Because this exhibition included a lot of opportunity for viewer involvement, we took advantage of this and watched a film about a space program that would potentially build in space establishments for refugees.

 

Bortolami, 39 Walker Street. 

After entering Bortolami, we were immediately struck by the upscale and museum-esque atmosphere of the gallery. Separated in multiple, open private rooms, this gallery contained a rentable office space on the ground floor. Barbara Kasten’s “Parti Pris,” the dominating exhibition at Bortolami, was beautiful and compelling at the same time, and both of us thoroughly enjoyed her artwork. Indeed, her art, which consisted mostly of plain backgrounds overlaid by acrylic geometric shapes, created the aesthetic of angular, hard lines softened by gentle shadows of colors.

 

Alexander and Bonin, 47 Walker Street.

The outside of the building was very unassuming, but once you step inside, the hallway expands down like a cool, modern Grecian inspired museum. What was interesting was that even though it seemed very gallery oriented, a number of the open rooms were actually workspaces, with employees typing away at their computers.

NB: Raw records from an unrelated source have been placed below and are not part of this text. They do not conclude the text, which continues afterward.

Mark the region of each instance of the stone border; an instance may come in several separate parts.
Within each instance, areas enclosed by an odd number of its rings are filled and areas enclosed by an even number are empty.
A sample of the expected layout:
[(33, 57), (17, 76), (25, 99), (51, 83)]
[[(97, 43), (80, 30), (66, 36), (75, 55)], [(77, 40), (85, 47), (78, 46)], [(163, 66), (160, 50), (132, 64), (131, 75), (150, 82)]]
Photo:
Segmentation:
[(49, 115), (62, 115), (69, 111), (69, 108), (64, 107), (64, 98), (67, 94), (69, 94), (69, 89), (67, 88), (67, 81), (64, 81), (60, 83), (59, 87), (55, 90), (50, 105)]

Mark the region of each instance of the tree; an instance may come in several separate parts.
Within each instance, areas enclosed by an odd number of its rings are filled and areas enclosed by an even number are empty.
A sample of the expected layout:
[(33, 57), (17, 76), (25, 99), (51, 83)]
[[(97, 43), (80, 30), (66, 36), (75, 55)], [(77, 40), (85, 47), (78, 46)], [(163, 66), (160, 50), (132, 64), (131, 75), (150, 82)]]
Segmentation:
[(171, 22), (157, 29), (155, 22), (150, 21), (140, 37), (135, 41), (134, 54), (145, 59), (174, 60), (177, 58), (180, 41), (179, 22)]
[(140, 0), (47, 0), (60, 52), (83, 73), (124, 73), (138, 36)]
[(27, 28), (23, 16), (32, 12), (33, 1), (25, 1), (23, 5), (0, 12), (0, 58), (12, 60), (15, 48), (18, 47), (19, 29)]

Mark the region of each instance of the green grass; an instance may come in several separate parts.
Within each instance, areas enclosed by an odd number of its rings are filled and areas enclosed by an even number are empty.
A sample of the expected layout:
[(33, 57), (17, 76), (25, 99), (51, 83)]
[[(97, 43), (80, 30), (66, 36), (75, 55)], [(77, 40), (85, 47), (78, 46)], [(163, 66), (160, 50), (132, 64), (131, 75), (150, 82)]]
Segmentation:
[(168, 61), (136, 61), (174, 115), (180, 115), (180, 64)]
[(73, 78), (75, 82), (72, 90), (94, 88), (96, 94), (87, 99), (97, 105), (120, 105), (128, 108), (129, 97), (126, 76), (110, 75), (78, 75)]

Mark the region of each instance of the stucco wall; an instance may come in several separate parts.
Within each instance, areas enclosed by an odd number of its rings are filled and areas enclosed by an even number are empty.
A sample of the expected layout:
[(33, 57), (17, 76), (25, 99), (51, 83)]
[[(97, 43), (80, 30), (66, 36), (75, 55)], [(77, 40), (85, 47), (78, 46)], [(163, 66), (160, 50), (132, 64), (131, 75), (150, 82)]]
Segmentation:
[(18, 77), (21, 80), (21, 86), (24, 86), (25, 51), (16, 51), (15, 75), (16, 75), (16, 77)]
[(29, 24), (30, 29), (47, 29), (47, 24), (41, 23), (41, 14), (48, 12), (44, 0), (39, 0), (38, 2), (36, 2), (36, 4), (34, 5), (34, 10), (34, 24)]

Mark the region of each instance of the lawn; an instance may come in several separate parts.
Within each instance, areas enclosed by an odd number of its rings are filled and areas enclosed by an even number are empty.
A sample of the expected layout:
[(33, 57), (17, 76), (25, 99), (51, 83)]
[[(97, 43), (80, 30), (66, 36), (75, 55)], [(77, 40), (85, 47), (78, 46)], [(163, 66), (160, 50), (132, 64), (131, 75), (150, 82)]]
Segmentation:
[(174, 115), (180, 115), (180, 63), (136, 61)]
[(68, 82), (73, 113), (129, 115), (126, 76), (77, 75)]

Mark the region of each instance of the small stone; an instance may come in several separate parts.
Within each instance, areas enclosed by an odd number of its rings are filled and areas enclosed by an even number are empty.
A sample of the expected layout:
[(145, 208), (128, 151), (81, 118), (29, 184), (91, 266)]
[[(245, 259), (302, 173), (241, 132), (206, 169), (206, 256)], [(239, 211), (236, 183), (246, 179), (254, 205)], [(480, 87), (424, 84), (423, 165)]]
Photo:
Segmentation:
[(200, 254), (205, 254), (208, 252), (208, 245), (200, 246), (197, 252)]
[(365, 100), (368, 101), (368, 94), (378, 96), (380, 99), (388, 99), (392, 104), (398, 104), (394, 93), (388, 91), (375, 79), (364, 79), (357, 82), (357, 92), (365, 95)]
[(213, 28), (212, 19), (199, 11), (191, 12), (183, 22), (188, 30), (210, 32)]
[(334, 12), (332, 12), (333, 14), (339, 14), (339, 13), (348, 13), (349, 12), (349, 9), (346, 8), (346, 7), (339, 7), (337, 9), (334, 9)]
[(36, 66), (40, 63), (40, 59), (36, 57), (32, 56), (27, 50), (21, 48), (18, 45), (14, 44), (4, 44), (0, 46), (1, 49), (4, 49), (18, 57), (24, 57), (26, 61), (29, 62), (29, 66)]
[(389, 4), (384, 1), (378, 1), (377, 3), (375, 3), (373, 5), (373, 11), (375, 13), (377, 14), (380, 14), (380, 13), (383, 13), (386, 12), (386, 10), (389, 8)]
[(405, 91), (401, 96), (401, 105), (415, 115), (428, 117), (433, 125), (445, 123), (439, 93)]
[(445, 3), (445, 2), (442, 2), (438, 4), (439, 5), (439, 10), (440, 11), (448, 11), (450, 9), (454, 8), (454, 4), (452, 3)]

The exhibit itself was a collection of sculptures in papier-mâché, that loomed out of the walls in very life-like busts and full body cast of people.

Highlights include us trying to get a glass of wine, holding up other gallery-goers on the stairs as Zoe tried to take a picture of the underside of a bunch of women swimmers (nothing creepy, just some up-the-nose shots), and this little Spiderman sculpture.